1. ## integral of a+bcosx form

This is my first post to this forum, so I wish to start by saying hello to all of you who take time out of your schedule to help those of us with questions. As a teacher, I know how valuable this is! My question involves finding out the technique for solving the following integral:

$\int {\frac{{\cos xdx}}{{{{\left( {a - b\cos x} \right)}^2}}}}$

According to a German table of integrals, I have found the following clue:

$\int {\frac{{\cos xdx}}{{{{\left( {a + b\cos x} \right)}^2}}}} = \frac{1}{{{a^2} - {b^2}}}\left( {\frac{{a\sin x}}{{a + b\cos x}} - b\int {\frac{{dx}}{{a + b\cos x}}} } \right)$

I have tried a number of different approaches, but I have not found a step by step solution to the integral. Any suggestions would be appreciated!

2. ## Re: integral of a+bcosx form

Do you have any reason to believe that can be integrated in closed form?

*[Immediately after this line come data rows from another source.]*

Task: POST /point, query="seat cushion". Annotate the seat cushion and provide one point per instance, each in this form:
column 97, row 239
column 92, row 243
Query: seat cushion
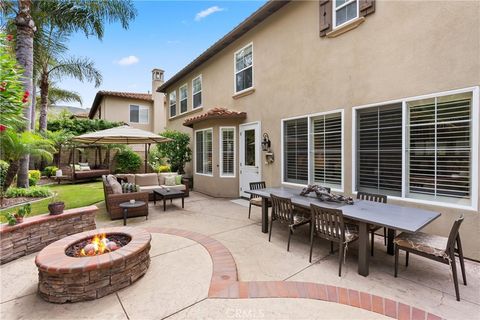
column 423, row 242
column 148, row 188
column 146, row 179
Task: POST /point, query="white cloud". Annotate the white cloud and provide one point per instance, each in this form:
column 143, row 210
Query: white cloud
column 127, row 61
column 205, row 13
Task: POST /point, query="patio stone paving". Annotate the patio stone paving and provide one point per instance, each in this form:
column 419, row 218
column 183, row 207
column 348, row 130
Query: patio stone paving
column 177, row 283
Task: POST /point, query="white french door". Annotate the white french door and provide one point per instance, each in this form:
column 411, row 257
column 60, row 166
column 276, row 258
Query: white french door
column 250, row 152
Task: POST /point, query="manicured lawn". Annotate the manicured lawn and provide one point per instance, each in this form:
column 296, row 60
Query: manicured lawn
column 74, row 196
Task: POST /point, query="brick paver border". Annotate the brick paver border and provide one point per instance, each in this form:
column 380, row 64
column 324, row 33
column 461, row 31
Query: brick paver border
column 225, row 285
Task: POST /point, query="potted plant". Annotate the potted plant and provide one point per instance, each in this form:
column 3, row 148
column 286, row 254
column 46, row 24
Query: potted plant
column 56, row 207
column 23, row 212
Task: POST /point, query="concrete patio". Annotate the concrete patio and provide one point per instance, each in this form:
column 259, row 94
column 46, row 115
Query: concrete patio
column 177, row 283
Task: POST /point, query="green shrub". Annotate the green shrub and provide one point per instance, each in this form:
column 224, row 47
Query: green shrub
column 33, row 177
column 164, row 168
column 31, row 192
column 50, row 171
column 127, row 161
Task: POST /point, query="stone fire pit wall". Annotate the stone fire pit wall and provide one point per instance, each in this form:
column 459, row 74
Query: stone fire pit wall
column 35, row 233
column 72, row 279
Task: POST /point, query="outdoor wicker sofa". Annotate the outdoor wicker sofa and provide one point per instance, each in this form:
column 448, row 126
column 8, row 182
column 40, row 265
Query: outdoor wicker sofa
column 112, row 201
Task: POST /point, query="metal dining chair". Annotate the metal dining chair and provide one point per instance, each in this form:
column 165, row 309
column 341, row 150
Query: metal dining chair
column 330, row 225
column 373, row 228
column 284, row 212
column 436, row 248
column 254, row 199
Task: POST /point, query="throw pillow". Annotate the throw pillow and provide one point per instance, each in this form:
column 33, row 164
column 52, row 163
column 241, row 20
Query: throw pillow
column 178, row 180
column 116, row 187
column 129, row 188
column 170, row 181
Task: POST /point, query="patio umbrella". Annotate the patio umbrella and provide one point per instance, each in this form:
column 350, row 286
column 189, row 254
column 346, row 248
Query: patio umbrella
column 122, row 135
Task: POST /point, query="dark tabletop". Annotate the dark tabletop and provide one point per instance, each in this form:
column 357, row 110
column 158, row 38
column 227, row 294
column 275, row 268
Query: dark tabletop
column 127, row 205
column 397, row 217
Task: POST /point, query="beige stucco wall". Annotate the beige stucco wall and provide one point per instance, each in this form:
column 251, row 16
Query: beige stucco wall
column 405, row 49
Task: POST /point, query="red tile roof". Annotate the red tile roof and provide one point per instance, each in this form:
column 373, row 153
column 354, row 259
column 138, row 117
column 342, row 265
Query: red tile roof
column 215, row 113
column 128, row 95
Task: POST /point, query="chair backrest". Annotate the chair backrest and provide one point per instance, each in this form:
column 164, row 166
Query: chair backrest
column 452, row 237
column 256, row 186
column 282, row 208
column 328, row 223
column 372, row 197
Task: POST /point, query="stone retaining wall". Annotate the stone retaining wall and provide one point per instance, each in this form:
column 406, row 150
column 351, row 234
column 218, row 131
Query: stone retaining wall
column 37, row 232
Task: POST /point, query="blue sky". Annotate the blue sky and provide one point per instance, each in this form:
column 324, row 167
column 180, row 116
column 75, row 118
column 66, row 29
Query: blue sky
column 165, row 34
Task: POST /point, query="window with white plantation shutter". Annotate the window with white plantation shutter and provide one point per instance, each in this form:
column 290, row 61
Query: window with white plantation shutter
column 295, row 151
column 326, row 150
column 203, row 151
column 379, row 150
column 227, row 152
column 424, row 148
column 439, row 148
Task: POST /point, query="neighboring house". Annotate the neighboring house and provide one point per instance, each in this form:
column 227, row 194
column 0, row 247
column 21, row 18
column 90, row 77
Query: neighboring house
column 134, row 109
column 355, row 95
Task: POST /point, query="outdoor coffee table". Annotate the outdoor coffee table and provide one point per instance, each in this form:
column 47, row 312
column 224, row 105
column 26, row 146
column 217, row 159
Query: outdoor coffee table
column 166, row 194
column 128, row 205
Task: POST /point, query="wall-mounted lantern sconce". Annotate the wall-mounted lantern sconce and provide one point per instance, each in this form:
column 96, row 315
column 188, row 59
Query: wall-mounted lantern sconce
column 266, row 142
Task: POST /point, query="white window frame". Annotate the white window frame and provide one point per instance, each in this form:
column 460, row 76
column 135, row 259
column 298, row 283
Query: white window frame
column 309, row 121
column 195, row 154
column 170, row 104
column 474, row 150
column 235, row 71
column 194, row 93
column 180, row 97
column 334, row 13
column 220, row 130
column 140, row 107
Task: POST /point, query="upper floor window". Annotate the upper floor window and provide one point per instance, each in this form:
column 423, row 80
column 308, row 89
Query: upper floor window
column 183, row 98
column 197, row 92
column 138, row 114
column 172, row 102
column 244, row 68
column 344, row 11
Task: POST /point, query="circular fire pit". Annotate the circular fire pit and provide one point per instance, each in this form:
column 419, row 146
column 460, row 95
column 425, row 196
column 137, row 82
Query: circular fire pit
column 77, row 277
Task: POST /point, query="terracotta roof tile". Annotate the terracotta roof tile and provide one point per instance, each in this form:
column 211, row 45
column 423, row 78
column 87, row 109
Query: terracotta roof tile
column 215, row 113
column 128, row 95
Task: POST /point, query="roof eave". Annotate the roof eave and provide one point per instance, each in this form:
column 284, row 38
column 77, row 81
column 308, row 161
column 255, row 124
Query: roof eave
column 248, row 24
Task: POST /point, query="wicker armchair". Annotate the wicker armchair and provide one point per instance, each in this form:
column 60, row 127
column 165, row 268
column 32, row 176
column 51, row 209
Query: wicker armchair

3. ## Re: integral of a+bcosx form

I probably should have worked on the problem for a couple more days before posting, because I was able to solve the integral at last. I ended up using a partial fraction decomposition to split it into two integrals, then used a recurrence formula technique to solve the first of the two integrals, and finally a Weierstrass substitution to solve the second integral.